UN ÉTÉ AVEC SOCIETY – Mike Venema, un Néerlandais entre deux âges, s’était installé en 2009 à Curaçao, dans les Caraïbes, pour y construire une vie entre fêtes, rencontres et plages de sable fin. Puis, en septembre 2018, l’expérience a viré à l’horreur.En 2009, Michel Venema - que tout le monde appelle « Mike » - végète, se cherche, avant de décider de réinventer sa vie. Le quadragénaire troque les rues feutrées aux haies bien taillées et aux châteaux médiévaux de Heemskerk, son village natal d'Hollande-Septentrionale, contre les plages de sable fin aux eaux turquoise de Curaçao. Du nom de cette île des Caraïbes, État autonome au sein du royaume des Pays-Bas, où il s'installe. Homme à tout faire de jour : technicien en climatisation, électricien, plombier ou gérant d'apparts à louer. La nuit venue, le Néerlandais à l'allure bonhomme, moustachu et souriant, arborant souvent sa Rolex au poignet, aime faire la fête.

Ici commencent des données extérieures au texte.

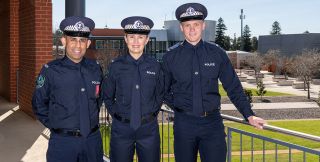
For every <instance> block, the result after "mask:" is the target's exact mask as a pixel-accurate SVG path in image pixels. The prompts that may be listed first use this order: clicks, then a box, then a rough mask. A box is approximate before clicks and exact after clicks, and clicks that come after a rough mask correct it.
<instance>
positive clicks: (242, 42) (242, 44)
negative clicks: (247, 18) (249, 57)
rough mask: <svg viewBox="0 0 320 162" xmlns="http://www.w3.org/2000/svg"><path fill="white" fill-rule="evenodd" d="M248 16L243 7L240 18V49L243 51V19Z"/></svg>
mask: <svg viewBox="0 0 320 162" xmlns="http://www.w3.org/2000/svg"><path fill="white" fill-rule="evenodd" d="M245 18H246V15H244V14H243V9H241V15H240V20H241V44H240V45H241V46H240V50H242V51H243V20H244V19H245Z"/></svg>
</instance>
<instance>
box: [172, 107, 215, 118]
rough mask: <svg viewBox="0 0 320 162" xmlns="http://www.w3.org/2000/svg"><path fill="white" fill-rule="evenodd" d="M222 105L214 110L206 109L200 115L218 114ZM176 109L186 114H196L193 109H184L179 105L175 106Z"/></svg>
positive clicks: (206, 115) (191, 114)
mask: <svg viewBox="0 0 320 162" xmlns="http://www.w3.org/2000/svg"><path fill="white" fill-rule="evenodd" d="M220 109H221V108H220V107H218V108H215V109H213V110H209V111H204V112H203V114H202V115H201V116H198V117H207V116H210V115H213V114H217V113H218V112H219V111H220ZM174 111H176V112H179V113H182V114H186V115H190V116H196V115H195V114H194V113H193V112H192V111H188V110H184V109H180V108H177V107H174Z"/></svg>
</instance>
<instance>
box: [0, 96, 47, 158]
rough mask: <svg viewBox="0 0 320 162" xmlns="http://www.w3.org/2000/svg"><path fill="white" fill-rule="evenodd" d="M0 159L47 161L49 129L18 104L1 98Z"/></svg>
mask: <svg viewBox="0 0 320 162" xmlns="http://www.w3.org/2000/svg"><path fill="white" fill-rule="evenodd" d="M0 112H1V114H0V146H1V147H0V161H1V162H45V161H46V160H45V154H46V150H47V147H48V140H47V138H48V131H46V129H45V128H44V127H43V126H42V125H41V124H40V123H39V122H37V121H36V120H35V119H33V118H31V117H30V116H28V115H26V114H25V113H24V112H22V111H21V110H19V106H18V105H16V104H12V103H8V102H6V101H5V100H3V99H0Z"/></svg>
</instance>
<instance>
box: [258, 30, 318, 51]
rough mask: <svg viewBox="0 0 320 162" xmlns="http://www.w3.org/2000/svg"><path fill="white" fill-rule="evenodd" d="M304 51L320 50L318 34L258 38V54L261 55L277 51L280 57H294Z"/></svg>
mask: <svg viewBox="0 0 320 162" xmlns="http://www.w3.org/2000/svg"><path fill="white" fill-rule="evenodd" d="M304 49H319V50H320V33H306V34H281V35H263V36H259V43H258V52H259V53H262V54H265V53H267V52H268V51H269V50H279V51H280V54H282V55H286V56H294V55H297V54H300V53H301V52H302V51H303V50H304Z"/></svg>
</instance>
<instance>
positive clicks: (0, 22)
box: [0, 0, 10, 100]
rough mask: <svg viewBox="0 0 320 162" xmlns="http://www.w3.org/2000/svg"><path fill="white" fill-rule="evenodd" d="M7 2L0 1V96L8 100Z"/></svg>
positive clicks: (8, 71)
mask: <svg viewBox="0 0 320 162" xmlns="http://www.w3.org/2000/svg"><path fill="white" fill-rule="evenodd" d="M9 3H10V1H9V0H3V1H0V16H1V19H0V24H1V25H0V44H1V45H0V96H2V97H4V98H6V99H7V100H9V98H10V97H9V96H10V89H9V78H10V77H9V76H10V73H9V68H10V65H9V62H10V58H9V55H10V40H9V39H10V38H9V31H10V25H9V23H10V19H9V17H10V16H9V15H10V8H9Z"/></svg>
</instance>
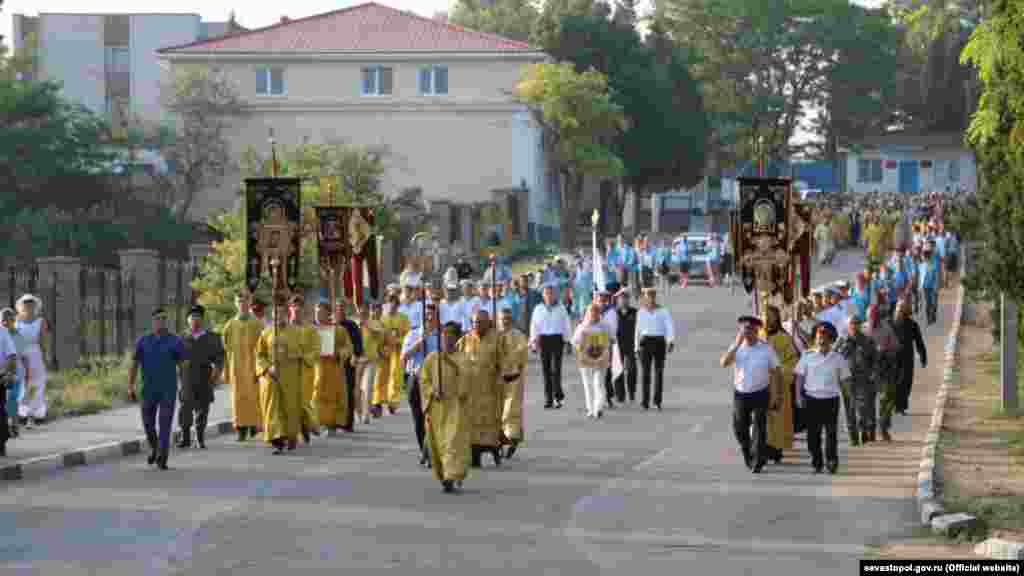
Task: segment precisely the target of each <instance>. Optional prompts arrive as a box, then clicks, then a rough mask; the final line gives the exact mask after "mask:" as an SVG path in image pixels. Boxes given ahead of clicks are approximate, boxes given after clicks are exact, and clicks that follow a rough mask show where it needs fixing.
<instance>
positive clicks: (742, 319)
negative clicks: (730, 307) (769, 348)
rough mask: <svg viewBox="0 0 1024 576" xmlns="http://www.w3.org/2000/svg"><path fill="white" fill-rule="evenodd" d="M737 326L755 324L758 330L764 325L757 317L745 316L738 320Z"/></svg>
mask: <svg viewBox="0 0 1024 576" xmlns="http://www.w3.org/2000/svg"><path fill="white" fill-rule="evenodd" d="M736 323H737V324H753V325H754V327H755V328H758V327H760V326H762V325H763V324H764V322H762V321H761V319H760V318H758V317H756V316H750V315H744V316H740V317H739V318H737V319H736Z"/></svg>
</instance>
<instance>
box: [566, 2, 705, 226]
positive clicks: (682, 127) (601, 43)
mask: <svg viewBox="0 0 1024 576" xmlns="http://www.w3.org/2000/svg"><path fill="white" fill-rule="evenodd" d="M601 4H602V3H599V4H595V7H596V6H599V5H601ZM604 5H605V6H606V4H604ZM615 10H616V12H615V14H616V15H614V16H612V17H611V19H609V18H607V17H605V16H603V15H601V14H600V13H596V14H593V15H591V14H588V15H571V14H570V15H566V16H563V17H562V19H561V23H560V26H559V35H558V40H557V42H556V43H555V44H553V45H551V46H546V48H547V50H548V51H549V53H551V54H552V55H553V56H554V57H555V58H557V59H560V60H566V61H570V63H572V64H573V65H574V66H575V69H577V71H578V72H583V71H585V70H590V69H594V70H597V71H598V72H601V73H602V74H604V75H606V76H607V79H608V88H609V91H610V93H611V98H612V101H614V102H615V104H616V105H618V106H620V107H622V110H623V114H624V115H625V118H626V124H627V125H628V127H629V128H628V129H625V130H621V131H618V132H617V133H616V134H615V137H614V140H613V143H614V152H615V154H616V155H617V156H618V157H620V158H622V159H623V163H624V168H625V173H624V183H625V184H626V187H625V188H626V189H628V190H630V191H631V192H633V193H634V194H637V195H640V196H642V195H646V194H656V193H660V192H665V191H668V190H677V189H685V188H689V187H692V186H693V184H695V183H696V182H698V181H699V180H700V178H701V176H702V174H703V168H705V161H706V151H707V143H708V119H707V116H706V114H705V111H703V102H702V98H701V95H700V89H699V86H698V85H697V83H696V82H695V81H694V80H693V78H692V77H691V76H690V74H689V70H688V68H687V66H688V64H689V63H688V60H687V57H686V54H685V53H684V52H683V51H682V50H680V49H678V48H676V47H675V46H674V45H672V43H671V42H670V43H668V44H665V43H659V42H656V41H654V40H652V42H651V43H650V44H649V45H645V44H644V43H643V42H642V41H641V39H640V35H639V34H638V32H637V31H636V29H635V23H636V12H635V10H636V8H635V6H633V5H632V4H631V3H629V2H627V3H623V4H620V5H618V6H616V8H615ZM616 200H617V206H616V209H620V210H621V209H622V207H623V205H624V202H623V199H616Z"/></svg>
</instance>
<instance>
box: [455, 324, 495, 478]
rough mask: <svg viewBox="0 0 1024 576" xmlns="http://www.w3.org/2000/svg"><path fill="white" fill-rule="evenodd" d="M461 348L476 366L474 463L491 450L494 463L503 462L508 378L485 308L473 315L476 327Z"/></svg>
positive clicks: (469, 399)
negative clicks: (498, 364)
mask: <svg viewBox="0 0 1024 576" xmlns="http://www.w3.org/2000/svg"><path fill="white" fill-rule="evenodd" d="M458 348H459V352H461V353H463V354H464V355H466V357H467V358H468V359H469V361H470V362H471V363H472V367H473V377H472V381H473V387H472V389H471V390H470V399H469V417H470V421H471V422H472V433H471V435H470V444H471V445H472V465H473V467H479V466H480V458H481V454H482V453H483V452H490V454H492V455H493V456H494V458H495V465H496V466H500V465H501V464H502V452H501V444H502V399H503V398H504V396H505V380H503V379H502V377H501V373H500V372H499V366H498V363H499V358H498V353H499V351H498V336H497V334H496V333H495V331H494V330H492V329H490V316H489V315H488V314H487V313H486V312H485V311H484V310H482V308H481V310H479V311H477V312H476V314H474V315H473V329H472V331H471V332H470V333H469V334H466V335H465V336H463V337H462V339H460V340H459V343H458Z"/></svg>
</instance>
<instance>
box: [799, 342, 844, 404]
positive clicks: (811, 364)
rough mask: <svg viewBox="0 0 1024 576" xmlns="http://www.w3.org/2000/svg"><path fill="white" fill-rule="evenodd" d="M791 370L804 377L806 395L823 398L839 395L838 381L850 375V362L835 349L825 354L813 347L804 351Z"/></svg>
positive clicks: (824, 398) (807, 395) (822, 399)
mask: <svg viewBox="0 0 1024 576" xmlns="http://www.w3.org/2000/svg"><path fill="white" fill-rule="evenodd" d="M793 372H794V374H797V375H800V376H803V377H804V390H805V392H806V393H807V396H809V397H811V398H816V399H819V400H823V399H828V398H836V397H838V396H839V395H840V386H839V383H840V382H841V381H843V380H844V379H846V378H849V377H850V364H849V363H848V362H847V361H846V359H845V358H843V355H841V354H839V353H838V352H836V351H829V352H828V355H827V356H825V355H823V354H821V353H820V352H818V351H816V349H815V351H810V352H807V353H804V355H803V356H801V357H800V362H798V363H797V367H796V368H795V369H794V370H793Z"/></svg>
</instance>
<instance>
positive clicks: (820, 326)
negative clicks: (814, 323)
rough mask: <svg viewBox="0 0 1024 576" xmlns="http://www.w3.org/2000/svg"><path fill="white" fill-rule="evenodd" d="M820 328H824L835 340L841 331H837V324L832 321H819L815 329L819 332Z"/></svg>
mask: <svg viewBox="0 0 1024 576" xmlns="http://www.w3.org/2000/svg"><path fill="white" fill-rule="evenodd" d="M818 330H824V331H825V333H826V334H828V335H829V336H831V338H833V339H834V340H835V339H836V336H838V335H839V332H837V331H836V326H834V325H833V323H831V322H825V321H822V322H818V324H817V326H815V327H814V331H815V332H817V331H818Z"/></svg>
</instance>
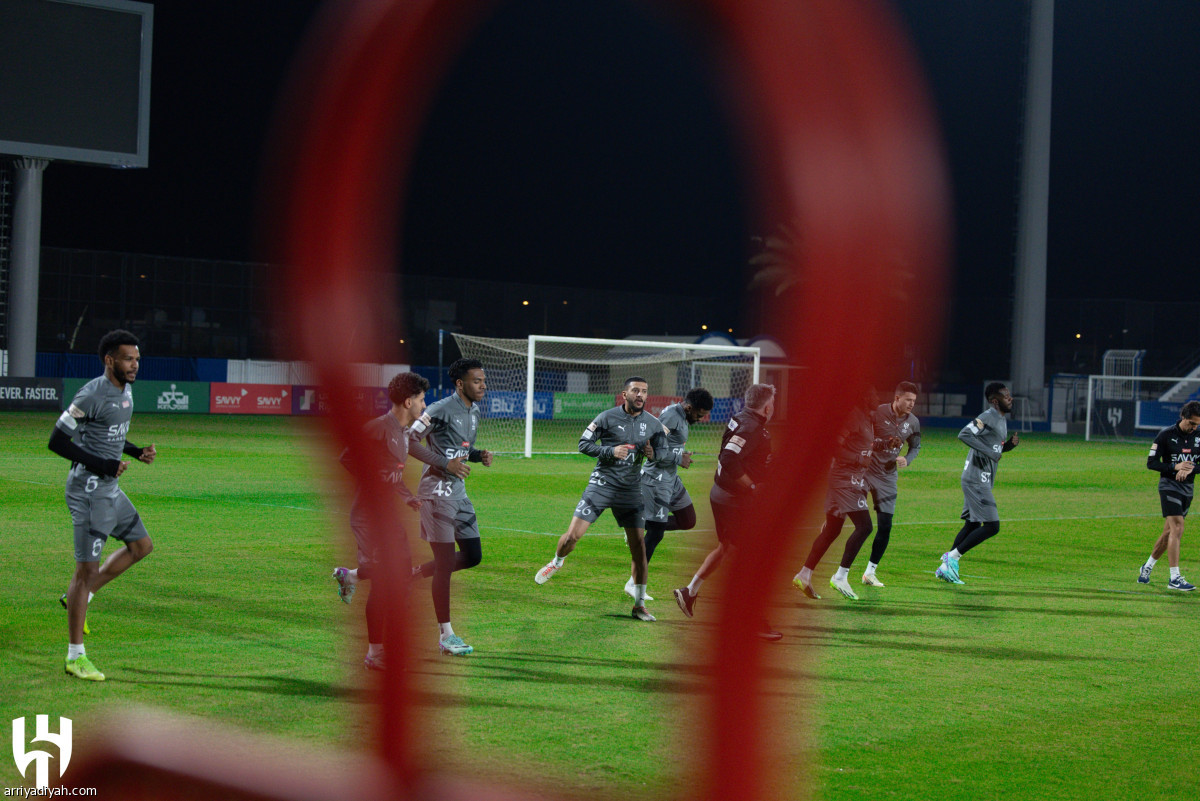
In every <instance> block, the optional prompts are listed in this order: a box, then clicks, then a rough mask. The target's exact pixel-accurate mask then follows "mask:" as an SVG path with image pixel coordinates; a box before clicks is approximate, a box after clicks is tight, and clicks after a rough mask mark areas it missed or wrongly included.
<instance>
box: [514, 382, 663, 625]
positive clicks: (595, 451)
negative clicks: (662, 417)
mask: <svg viewBox="0 0 1200 801" xmlns="http://www.w3.org/2000/svg"><path fill="white" fill-rule="evenodd" d="M648 396H649V385H648V384H647V383H646V379H644V378H641V377H638V375H634V377H631V378H628V379H625V389H624V390H622V404H620V405H619V406H613V408H612V409H606V410H605V411H601V412H600V414H599V415H598V416H596V418H595V420H593V421H592V422H590V423H588V427H587V428H584V429H583V434H582V435H580V453H584V454H587V456H590V457H594V458H595V460H596V466H595V468H594V469H593V470H592V477H590V478H588V486H587V488H586V489H584V490H583V496H582V498H581V499H580V502H578V504H577V505H576V506H575V514H574V516H572V517H571V523H570V525H569V526H568V528H566V532H565V534H564V535H563V536H562V537H559V538H558V547H557V548H556V549H554V558H553V559H552V560H551V561H550V562H547V564H546V566H545V567H542V568H541V570H539V571H538V572H536V573H535V574H534V578H533V580H534V582H536V583H538V584H545V583H546V582H548V580H550V578H551V577H552V576H553V574H554V573H557V572H558V571H559V570H562V567H563V560H564V559H566V555H568V554H570V553H571V552H572V550H575V546H576V543H578V541H580V540H581V538H582V537H583V535H584V534H586V532H587V530H588V526H590V525H592V524H593V523H595V520H596V518H599V517H600V516H601V514H602V513H604V511H605V510H606V508H611V510H612V516H613V517H614V518H617V525H619V526H622V528H623V529H625V542H626V543H629V554H630V556H632V559H634V570H632V574H634V576H632V578H634V610H632V613H631V614H632V616H634V618H637V619H638V620H644V621H647V622H649V621H653V620H654V615H652V614H650V613H649V612H647V610H646V541H644V538H643V528H644V525H646V518H644V500H643V498H642V482H641V477H640V472H641V468H642V460H643V459H647V460H653V459H654V454H655V453H662V452H666V450H667V438H666V429H665V428H664V427H662V423H660V422H659V420H658V418H656V417H655V416H654V415H652V414H650V412H648V411H646V410H644V408H646V398H647V397H648Z"/></svg>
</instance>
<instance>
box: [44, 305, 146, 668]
mask: <svg viewBox="0 0 1200 801" xmlns="http://www.w3.org/2000/svg"><path fill="white" fill-rule="evenodd" d="M100 359H101V361H102V362H103V363H104V374H103V375H101V377H98V378H95V379H92V380H90V381H88V383H86V384H84V385H83V386H82V387H80V389H79V392H77V393H76V396H74V398H73V399H72V401H71V405H70V406H67V410H66V411H64V412H62V416H61V417H59V420H58V422H56V423H55V424H54V432H53V433H52V434H50V442H49V448H50V450H52V451H54V452H55V453H58V454H59V456H61V457H62V458H65V459H70V460H71V471H70V472H68V474H67V484H66V500H67V510H68V511H70V512H71V522H72V525H73V528H74V555H76V570H74V576H73V577H72V578H71V585H70V586H68V588H67V595H66V602H65V606H66V608H67V634H68V637H67V661H66V673H67V675H72V676H76V677H78V679H85V680H88V681H103V680H104V674H103V673H101V671H100V670H97V669H96V666H94V664H92V663H91V661H90V660H89V658H88V654H86V651H85V649H84V645H83V636H84V625H85V619H86V614H88V603H89V602H90V601H91V597H92V596H94V595H95V594H96V592H98V591H100V588H102V586H104V585H106V584H108V583H109V582H112V580H113V579H114V578H116V577H118V576H120V574H121V573H124V572H125V571H126V570H128V568H130V567H132V566H133V565H134V564H136V562H138V561H140V560H142V559H144V558H145V556H148V555H149V554H150V552H151V550H152V549H154V543H151V542H150V536H149V534H148V532H146V528H145V525H143V523H142V518H140V516H138V512H137V510H136V508H133V504H131V502H130V499H128V498H127V496H126V495H125V492H124V490H122V489H121V488H120V486H119V484H118V478H119V477H120V476H121V474H124V472H125V471H126V470H127V469H128V466H130V463H128V462H124V460H122V459H121V454H127V456H131V457H133V458H136V459H137V460H138V462H143V463H145V464H150V463H152V462H154V459H155V456H157V451H156V450H155V446H154V444H150V445H149V446H146V447H138V446H137V445H134V444H133V442H130V441H128V440H127V439H126V438H127V436H128V433H130V418H131V417H132V416H133V392H132V390H131V385H132V384H133V383H134V381H136V380H137V377H138V365H139V362H140V360H142V353H140V350H139V349H138V338H137V337H136V336H133V335H132V333H130V332H128V331H125V330H121V329H118V330H115V331H109V332H108V333H106V335H104V336H103V337H102V338H101V341H100ZM108 537H115V538H116V540H120V541H121V542H122V543H124V547H122V548H120V549H119V550H115V552H114V553H112V554H109V556H108V559H106V560H104V564H103V565H101V564H100V552H101V549H102V548H103V547H104V541H107V540H108Z"/></svg>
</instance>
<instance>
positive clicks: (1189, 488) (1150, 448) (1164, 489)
mask: <svg viewBox="0 0 1200 801" xmlns="http://www.w3.org/2000/svg"><path fill="white" fill-rule="evenodd" d="M1198 426H1200V401H1188V402H1187V403H1184V404H1183V408H1182V409H1180V421H1178V422H1177V423H1175V424H1174V426H1170V427H1168V428H1164V429H1163V430H1160V432H1158V436H1156V438H1154V444H1153V445H1151V446H1150V457H1148V458H1147V459H1146V466H1147V468H1150V469H1151V470H1153V471H1154V472H1157V474H1159V476H1160V477H1159V480H1158V499H1159V502H1160V504H1162V507H1163V534H1162V535H1160V536H1159V537H1158V542H1156V543H1154V549H1153V550H1152V552H1151V554H1150V559H1147V560H1146V564H1145V565H1142V566H1141V571H1139V573H1138V583H1139V584H1150V571H1152V570H1154V564H1156V562H1157V561H1158V560H1159V559H1162V558H1163V553H1164V552H1165V553H1166V564H1168V565H1170V567H1171V579H1170V580H1169V582H1168V583H1166V586H1168V589H1171V590H1180V591H1182V592H1190V591H1192V590H1194V589H1196V588H1195V585H1194V584H1190V583H1188V580H1187V579H1186V578H1183V576H1182V574H1181V573H1180V541H1181V540H1182V538H1183V519H1184V518H1186V517H1187V516H1188V507H1189V506H1192V493H1193V490H1194V489H1193V484H1194V482H1195V462H1196V459H1198V458H1200V432H1196V427H1198Z"/></svg>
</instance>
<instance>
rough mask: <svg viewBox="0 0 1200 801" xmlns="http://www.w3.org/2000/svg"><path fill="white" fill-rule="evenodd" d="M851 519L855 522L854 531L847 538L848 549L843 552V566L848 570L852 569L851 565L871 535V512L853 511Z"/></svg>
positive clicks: (850, 514) (853, 522)
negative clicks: (860, 550) (847, 537)
mask: <svg viewBox="0 0 1200 801" xmlns="http://www.w3.org/2000/svg"><path fill="white" fill-rule="evenodd" d="M850 519H851V522H853V524H854V531H853V532H852V534H851V535H850V537H848V538H847V540H846V549H845V550H844V552H842V554H841V566H842V567H845V568H846V570H850V567H851V565H853V564H854V558H856V556H858V552H859V549H862V547H863V543H864V542H866V537H869V536H871V513H870V512H851V513H850Z"/></svg>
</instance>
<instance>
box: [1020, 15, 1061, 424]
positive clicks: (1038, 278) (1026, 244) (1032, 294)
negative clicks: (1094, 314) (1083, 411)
mask: <svg viewBox="0 0 1200 801" xmlns="http://www.w3.org/2000/svg"><path fill="white" fill-rule="evenodd" d="M1028 58H1030V61H1028V73H1027V78H1026V88H1025V144H1024V147H1022V151H1021V199H1020V207H1019V210H1018V216H1019V219H1018V231H1016V276H1015V282H1014V283H1015V287H1014V289H1015V293H1014V299H1013V365H1012V371H1010V372H1012V375H1013V387H1012V390H1013V395H1015V396H1024V397H1026V398H1036V399H1037V406H1038V411H1039V412H1040V411H1043V410H1044V408H1045V395H1044V385H1045V348H1046V242H1048V229H1049V224H1050V223H1049V219H1050V107H1051V102H1050V100H1051V85H1052V77H1054V0H1033V6H1032V10H1031V11H1030V55H1028Z"/></svg>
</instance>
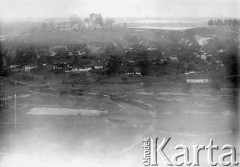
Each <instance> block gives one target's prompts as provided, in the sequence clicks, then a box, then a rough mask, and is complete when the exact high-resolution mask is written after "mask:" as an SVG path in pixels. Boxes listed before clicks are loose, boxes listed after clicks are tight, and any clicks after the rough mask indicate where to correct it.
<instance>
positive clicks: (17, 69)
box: [10, 65, 22, 72]
mask: <svg viewBox="0 0 240 167" xmlns="http://www.w3.org/2000/svg"><path fill="white" fill-rule="evenodd" d="M10 70H11V71H12V72H19V71H21V70H22V69H21V67H20V65H10Z"/></svg>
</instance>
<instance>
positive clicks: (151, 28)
mask: <svg viewBox="0 0 240 167" xmlns="http://www.w3.org/2000/svg"><path fill="white" fill-rule="evenodd" d="M129 28H134V29H156V30H187V29H192V28H195V27H167V26H162V27H151V26H144V27H129Z"/></svg>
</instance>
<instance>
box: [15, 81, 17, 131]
mask: <svg viewBox="0 0 240 167" xmlns="http://www.w3.org/2000/svg"><path fill="white" fill-rule="evenodd" d="M14 127H15V128H16V127H17V95H16V81H15V91H14Z"/></svg>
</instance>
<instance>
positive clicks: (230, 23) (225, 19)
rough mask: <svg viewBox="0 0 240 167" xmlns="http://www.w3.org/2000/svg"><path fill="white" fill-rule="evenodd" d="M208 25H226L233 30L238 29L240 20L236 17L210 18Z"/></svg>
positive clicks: (225, 26)
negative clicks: (232, 18)
mask: <svg viewBox="0 0 240 167" xmlns="http://www.w3.org/2000/svg"><path fill="white" fill-rule="evenodd" d="M208 25H209V26H217V27H226V28H229V29H231V30H234V31H239V28H240V20H237V19H224V20H223V19H215V20H213V19H211V20H209V21H208Z"/></svg>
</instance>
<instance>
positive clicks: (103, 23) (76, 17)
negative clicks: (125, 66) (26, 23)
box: [32, 13, 126, 32]
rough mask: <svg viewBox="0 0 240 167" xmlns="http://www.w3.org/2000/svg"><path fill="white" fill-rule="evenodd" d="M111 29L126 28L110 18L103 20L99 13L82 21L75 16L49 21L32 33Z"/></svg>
mask: <svg viewBox="0 0 240 167" xmlns="http://www.w3.org/2000/svg"><path fill="white" fill-rule="evenodd" d="M113 27H126V24H125V23H118V22H116V21H115V20H113V19H112V18H103V17H102V15H101V14H100V13H91V14H90V15H89V17H88V18H85V19H83V20H82V19H81V18H80V17H78V16H76V15H72V16H70V17H69V18H68V19H55V20H50V21H47V22H45V23H43V24H42V25H41V27H39V28H37V27H33V29H32V31H48V32H66V31H80V30H83V29H100V28H113Z"/></svg>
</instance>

Pendant près de dix ans, il vit sa meilleure vie. Mais en septembre 2018, ses parents, restés aux Pays-Bas, n'ont plus de nouvelles. L'inquiétude grimpe : Michel Venema est leur fils unique, et il n'est pas du genre à laisser plusieurs jours passer sans appeler Lolita, sa mère, alors âgée de 83 ans. Inquiétude hélas confirmée. Michel Venema ne donnera plus jamais de nouvelles.
Cette nuit du 12 septembre, Mike pensait pourtant profiter d'une fête de plus sur cette petite île de moins de 150.000 habitants, qu'il connaissait désormais dans ses moindres recoins. Son appartement de Willemstad étant en travaux, il habite alors Jan Sofat, station balnéaire cossue du sud de l'île, dans une villa aux murs blancs entourée d'une eau translucide, d'une marina et de plages privées. Il a décidé, ce soir-là, d'y organiser une « sex pool party ».
À ses côtés, cinq personnes arrivées ensemble : deux hommes, trois femmes. Deux d'entre elles sont des strip-teaseuses rencontrées en soirée et venues ici contre rémunération. Les convives rigolent, boivent, s'éclaboussent dans la piscine. Mike a une relation sexuelle avec l'une de ses invitées. C'est là que les choses vont commencer à dérailler pour le Néerlandais, dont la conscience s'estompe. « Il a dû être drogué, et le sexe a servi de manœuvre de diversion », clamera le ministère public pendant le procès.